Missouri Botanical Garden Open Conference Systems, TDWG 2011 Annual Conference

Font Size: 
Crowd sourcing record transcription to unlock historical species data from natural history collections
Andrew W Hill, Robert Guralnick, Mark W Westneat, Robert Prys-Jones, J Patrick Kociolek, Javier de la Torre

Last modified: 2011-09-15

Abstract


Despite the well-documented value of biocollections for science and society, the ability of researchers and policy makers to utilize this resource has been slowed because a wealth specimen data are sequestered within collections institutions in analog formats. By unlocking biocollections from analog formats, we open the doors to new research about species responses to climate change, patterns of species invasion, and ecosystem response to human interaction, to name a few. We believe a quick, accurate, and economical means of digitizing the remaining biocollection data is to harness the power of crowd sourcing. We have begun a collaborative pilot project between The Natural History Museum in London, the University of Colorado Museum of Natural History, and the Field Musuem of Natural History and Vizzuality to transcribe data from natural history collection ledgers and specimen labels through a voluntary crowd-sourced application.

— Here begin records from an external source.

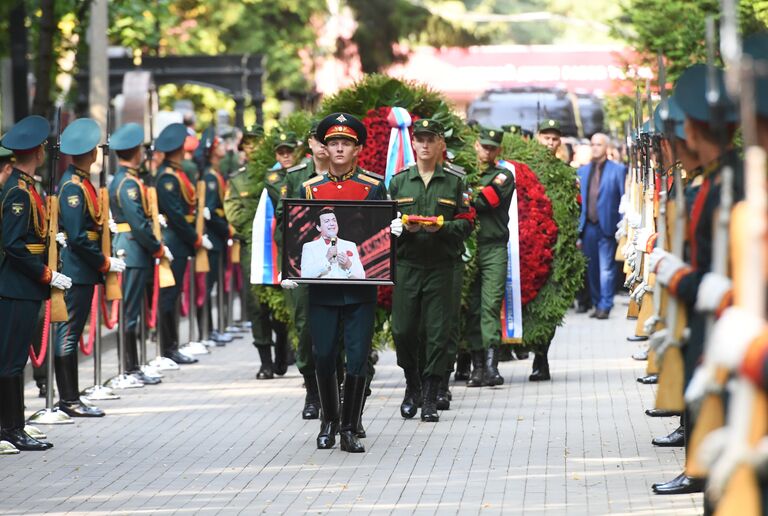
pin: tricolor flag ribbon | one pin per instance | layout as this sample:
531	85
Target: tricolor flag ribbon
512	306
400	153
264	266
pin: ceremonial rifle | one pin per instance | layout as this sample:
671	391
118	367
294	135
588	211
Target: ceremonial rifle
58	306
112	289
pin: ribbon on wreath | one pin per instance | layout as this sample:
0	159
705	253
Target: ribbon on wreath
512	305
264	266
400	151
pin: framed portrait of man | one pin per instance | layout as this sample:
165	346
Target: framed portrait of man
327	241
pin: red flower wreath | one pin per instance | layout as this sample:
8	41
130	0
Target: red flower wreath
538	232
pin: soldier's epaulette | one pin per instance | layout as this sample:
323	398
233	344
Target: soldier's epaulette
370	177
454	169
300	166
310	182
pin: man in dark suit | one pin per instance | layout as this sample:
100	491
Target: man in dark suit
602	185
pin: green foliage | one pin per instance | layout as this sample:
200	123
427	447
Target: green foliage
542	315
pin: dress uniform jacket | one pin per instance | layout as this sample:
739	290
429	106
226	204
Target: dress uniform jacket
23	273
356	185
128	202
80	212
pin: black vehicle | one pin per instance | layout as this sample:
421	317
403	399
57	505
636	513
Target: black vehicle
579	114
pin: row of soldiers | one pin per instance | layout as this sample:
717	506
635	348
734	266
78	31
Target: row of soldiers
695	235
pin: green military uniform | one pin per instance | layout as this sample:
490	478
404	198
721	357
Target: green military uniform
131	213
24	282
82	260
426	266
176	201
496	186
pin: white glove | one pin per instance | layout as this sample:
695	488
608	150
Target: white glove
396	226
116	265
641	239
665	264
60	281
731	337
712	289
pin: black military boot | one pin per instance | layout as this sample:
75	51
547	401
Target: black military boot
328	388
281	355
463	364
443	400
351	411
312	399
540	371
265	371
412	399
476	379
360	429
69	390
12	416
492	376
429	406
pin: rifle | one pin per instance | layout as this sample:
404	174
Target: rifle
201	255
58	306
669	394
112	288
165	274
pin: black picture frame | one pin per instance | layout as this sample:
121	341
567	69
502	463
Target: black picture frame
363	234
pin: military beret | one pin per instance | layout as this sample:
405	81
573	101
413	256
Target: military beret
676	117
171	138
491	136
80	137
28	133
512	129
757	47
427	125
341	125
550	125
128	136
691	94
285	139
253	131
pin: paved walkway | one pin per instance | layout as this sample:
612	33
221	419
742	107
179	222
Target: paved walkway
211	439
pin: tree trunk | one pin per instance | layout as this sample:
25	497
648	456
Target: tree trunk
44	65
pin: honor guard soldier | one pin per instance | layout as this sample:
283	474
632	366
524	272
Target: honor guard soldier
435	207
25	280
497	184
298	298
216	225
240	203
131	213
176	201
80	219
693	283
347	309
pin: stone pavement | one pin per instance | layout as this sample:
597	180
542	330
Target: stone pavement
211	439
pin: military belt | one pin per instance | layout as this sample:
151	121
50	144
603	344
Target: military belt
92	235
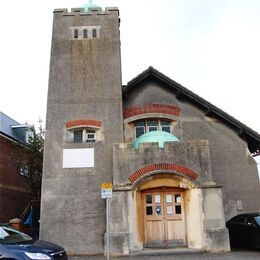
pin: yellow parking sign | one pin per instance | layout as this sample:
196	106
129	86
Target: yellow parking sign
106	190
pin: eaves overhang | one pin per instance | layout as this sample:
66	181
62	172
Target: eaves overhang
245	132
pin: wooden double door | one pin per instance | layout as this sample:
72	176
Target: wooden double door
164	218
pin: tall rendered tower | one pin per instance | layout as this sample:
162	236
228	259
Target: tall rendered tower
84	120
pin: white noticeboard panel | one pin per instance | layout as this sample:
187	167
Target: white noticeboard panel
78	158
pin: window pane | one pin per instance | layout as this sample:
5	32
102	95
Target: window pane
78	136
257	219
85	33
166	129
169	210
149	210
152	128
139	123
157	198
139	130
148	198
76	33
168	198
158	210
163	122
94	33
178	209
152	123
177	198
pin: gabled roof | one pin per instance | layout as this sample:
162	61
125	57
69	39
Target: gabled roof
251	136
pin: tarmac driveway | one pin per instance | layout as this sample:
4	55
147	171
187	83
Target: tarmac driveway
234	255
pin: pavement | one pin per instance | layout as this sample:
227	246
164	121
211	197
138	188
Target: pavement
236	254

In addition to the new species data we can unlock, we feel that we can use additional information gathered to demonstrate how cost effective crowd sourcing can be while remaining highly accurate. We will utilize a large set of yet untranscribed ornithological ledger pages provided by the Natural History Museum, London as well as a diverse set of specimen label images and ledgers from the Field Museum.  Voluntary participants will play a game where they will be asked to study digital images of collection ledger pages and transcribe the hand written information. All transcription tasks will be replicated by multiple volunteers. In this way, we can collect information, including how frequently volunteers performing replicate transcription tasks record differing results, how long it takes to gather transcriptions, and overall and unit costs of data transcription. We will compare our measurements with data collected by the University of Colorado covering the transcription efforts of trained staff at the Museum of Natural History.

While the data we unlock from the Natural History Museum, London analog pages will feed directly into other research products from our team related to documenting anthropogenic impacts on biodiversity, we also hope that the comparative data on trained transcription efforts versus crowd sourced efforts can help us determine the viability of crowd sourcing to unlock the worlds remaining biological collections data. Like another project we are involved in, Old Weather, we believe that enthusiastic community members can be relied upon to help us transcribe museum data quickly, cheaply, and with high quality. If successful, we plan to open the project up to any number of museums that can meet a small set of minimum requirements, including high quality images (either ledger or specimen labels) and a commitment to freely sharing the data generated.